Évolution moins sévère. Après la phase de choc, les grandes difficultés sont passées. L’enfant pendant quelques jours aura encore quelques troubles nerveux : ses réflexes peuvent être abolis ; il est quelquefois agité et trépidant ; ou au contraire, par intermittence, hypotonique: certains crient de façon aiguë; l’attention reste donc attirée du côté du système nerveux. Quelques-uns sont plus spécialement des dyspnéiques. Tout s’atténue peu à peu et il est habituel qu’à la fin de la première semaine l’amélioration soit suffisante pour qu’on puisse parler de guérison. Celle-ci sera-t-elle totale ? Ne vous hâtez pas de le promettre. Revoyez l’enfant plus tard. Examinez son système nerveux. Il n’est pas en effet impossible que le choc de la naissance laisse des séquelles malgré l’évolution relativement favorable.
RÉSULTATS ÉLOIGNÉS
Depuis le mémoire fondamental de Little en 1862, nous savons que des séquelles peuvent succéder à ces « naissances pathologiques ». Mais les états spasmoparalytiques décrits par Little ne sont évidemment que les formes sévères de ces séquelles.

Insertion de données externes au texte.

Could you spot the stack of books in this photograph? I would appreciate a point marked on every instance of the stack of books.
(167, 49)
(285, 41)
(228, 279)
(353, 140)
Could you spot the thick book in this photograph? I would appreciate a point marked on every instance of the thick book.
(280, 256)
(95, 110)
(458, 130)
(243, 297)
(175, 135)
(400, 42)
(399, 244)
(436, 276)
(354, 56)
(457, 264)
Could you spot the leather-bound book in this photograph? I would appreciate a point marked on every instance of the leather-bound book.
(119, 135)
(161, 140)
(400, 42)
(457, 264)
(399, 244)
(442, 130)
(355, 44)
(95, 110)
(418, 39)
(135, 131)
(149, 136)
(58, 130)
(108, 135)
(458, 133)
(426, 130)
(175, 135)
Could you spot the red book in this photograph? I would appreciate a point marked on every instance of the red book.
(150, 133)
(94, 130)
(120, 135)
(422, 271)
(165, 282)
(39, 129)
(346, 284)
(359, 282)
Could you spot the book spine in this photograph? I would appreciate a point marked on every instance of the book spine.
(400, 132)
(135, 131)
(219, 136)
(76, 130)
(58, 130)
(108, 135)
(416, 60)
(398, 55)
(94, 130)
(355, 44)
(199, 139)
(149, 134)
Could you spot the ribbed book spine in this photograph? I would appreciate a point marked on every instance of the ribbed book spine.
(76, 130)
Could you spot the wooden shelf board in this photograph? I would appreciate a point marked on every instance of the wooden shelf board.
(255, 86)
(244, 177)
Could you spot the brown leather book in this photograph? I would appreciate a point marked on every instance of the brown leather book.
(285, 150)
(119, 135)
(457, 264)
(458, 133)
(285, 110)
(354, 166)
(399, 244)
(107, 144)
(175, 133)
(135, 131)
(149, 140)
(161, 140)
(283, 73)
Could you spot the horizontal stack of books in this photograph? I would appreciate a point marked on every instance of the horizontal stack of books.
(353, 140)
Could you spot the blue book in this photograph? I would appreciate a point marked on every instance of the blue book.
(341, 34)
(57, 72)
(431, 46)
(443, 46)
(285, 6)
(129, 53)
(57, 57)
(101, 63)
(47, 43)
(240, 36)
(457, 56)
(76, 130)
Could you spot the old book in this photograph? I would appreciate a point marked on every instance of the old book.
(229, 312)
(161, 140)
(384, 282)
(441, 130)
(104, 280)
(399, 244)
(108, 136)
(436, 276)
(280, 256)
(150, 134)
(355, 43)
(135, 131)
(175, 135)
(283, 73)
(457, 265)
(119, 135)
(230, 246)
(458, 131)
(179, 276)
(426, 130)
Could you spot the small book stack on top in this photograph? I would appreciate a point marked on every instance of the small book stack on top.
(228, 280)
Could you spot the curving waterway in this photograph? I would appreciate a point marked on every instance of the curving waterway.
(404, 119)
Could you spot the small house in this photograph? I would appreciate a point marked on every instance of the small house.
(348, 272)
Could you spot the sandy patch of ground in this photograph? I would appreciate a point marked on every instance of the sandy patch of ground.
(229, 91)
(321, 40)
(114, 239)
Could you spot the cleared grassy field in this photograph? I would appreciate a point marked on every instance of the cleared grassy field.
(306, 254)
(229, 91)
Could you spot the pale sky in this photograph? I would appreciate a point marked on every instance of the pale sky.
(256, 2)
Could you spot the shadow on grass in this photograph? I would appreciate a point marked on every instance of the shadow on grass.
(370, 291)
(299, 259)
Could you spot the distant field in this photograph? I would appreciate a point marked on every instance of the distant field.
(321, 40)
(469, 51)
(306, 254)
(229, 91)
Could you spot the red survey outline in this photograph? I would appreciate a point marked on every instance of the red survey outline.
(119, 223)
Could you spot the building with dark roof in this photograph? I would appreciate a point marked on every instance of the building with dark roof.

Plus les neurologistes apprennent à déceler les séquelles plus fines, plus les suites de naissance appellent nos réserves.
Cependant il faut reconnaître qu’en général on est étonné de la récupération des enfants nés choqués ou même en mort apparente lorsqu’ils survivent.
Toutefois, chiffrer la proportion des enfants qui resteront des tarés par rapport au nombre de ceux dont la naissance a été pathologique ne me paraît pas actuellement possible. L’incertitude des critères adoptés pour classer les naissances pathologiques, aussi bien que l’incertitude des critères adoptés pour juger l’état ultérieur des enfants, réduisent considérablement l’intérêt des statistiques publiées.